Toch gebeurt het. 'Dag lievie! ' roep ik haar na als ze achter de heg van de buren verdwijnt. 'Daag! Veel plezier vandaag!' Ik doe mezelf geweld aan om deze woorden te roepen. Het liefst schreeuwde ik wat anders. 'Kijk je wel uit? Voorzichtig doen he? Niet te hard de bocht om en niet op je mobieltje tijdens het fietsen!' Ik schreeuw het wel, maar in mijn hoofd.
Ik zwaai haar na, net zo lang als zij me kan zien, mocht ze nog omkijken, vlak voor ze de hoek om schiet. Ze kijkt nooit om. Ze kijkt vooruit. De wijde wereld in.
En dan, als ik haar niet meer kan zien, blijf ik nog eventjes staan. En staar naar buiten. De kou kruipt door het open raam, de gang koelt af. Ik zie Daisy voor me. De veertien jarige Daisy. Een jaar voor haar dood. Ze zat bij me in de klas. Een wat nerderig meisje. Met kort, blond haar. En een bril. Ze zocht vaak toenadering. Bij mij, maar ook bij anderen. Ze wilde er graag bij horen, maar deed dat niet. Ze kwam bij me staan praten. Enthousiast en net iets te. Ze stapte dichtbij, ik deed een stapje achteruit. We dansten de dans van toenadering en verwijdering. Ze voelde dat niet aan. Dat wist ik. Ze voelde intuitief niet hoeveel ruimte je de ander liet. Dat was zielig, maar ook gewoon irritant. Ze probeerde me te vangen met haar verhalen, spon een web om me heen waar niet meer uit te ontsnappen viel. Daarom was ik opgelucht toen ze het jaar daarop in een andere klas belandde. 'Dag Daisy!' dacht ik. 'Veel plezier!'
Op een dag was ze dood. Aangereden door een auto. Zij had voorrang gehad, de auto niet. Als Daisy nog had geleefd, was dat wat ze me, net iets te dichtbij, had meegedeeld. 'Ik had voorrang. De auto niet. Ik stond in mijn recht.' Maar ik bedacht dat je niets meer aan gelijk hebt, als je eenmaal dood bent.

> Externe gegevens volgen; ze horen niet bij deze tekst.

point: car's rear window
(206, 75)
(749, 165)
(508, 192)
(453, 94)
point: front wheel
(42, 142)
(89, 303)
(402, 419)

Ik ging naar de begrafenis. Haar vader sprak over een getalenteerde meid, die goed kon schrijven en de journalistiek ambieerde. Ik zag een soort Anne Frank voor me, maar kon dit niet rijmen met de echte Daisy, die altijd net iets te dichtbij kwam staan.
Als vanzelf belandde ik in de condoleancerij. Ik had nog niemand ooit gecondoleerd. Wat moest ik in vredesnaam doen of zeggen? Ik luisterde het af bij mijn voorgangers. Enkel 'gecondoleerd' volstond. Ik zei het en zag haar ouders kijken. Een mengeling van verdriet en afgunst in hun ogen. Schuldig voelde ik me. Omdat ik leefde en Daisy niet. Maar ook om iets anders. Ik kon ze niet zeggen dat Daisy een goede vriendin was geweest. Ik had haar slechts verdragen, twee jaar lang. Dit meisje dat voor haar ouders net zo kostbaar en beloftevol was geweest als Anne Frank.
Laatst reed ik met mijn dochter langs de plek. 'Hier is Daisy verongelukt,' vertelde ik haar. 'Daisy S.' Opeens herinnerde ik me ook haar achternaam. Ik vertelde mijn dochter het verhaal. Gek genoeg schoten de tranen in mijn ogen. Ik kon me niet heugen op haar begrafenis te hebben gehuild.
'Vandaar dat je altijd zo bang bent dat ik verongeluk,' zei mijn dochter. 'Dat komt door Daisy.' Ze aaide over mijn arm. 'Maar ik ben Daisy niet!' Met de dood van Daisy verloor ik geen goede vriendin. Maar wel het vertrouwen dat mijn dochter als vanzelfsprekend heeft. Het vertrouwen in de wijde wereld.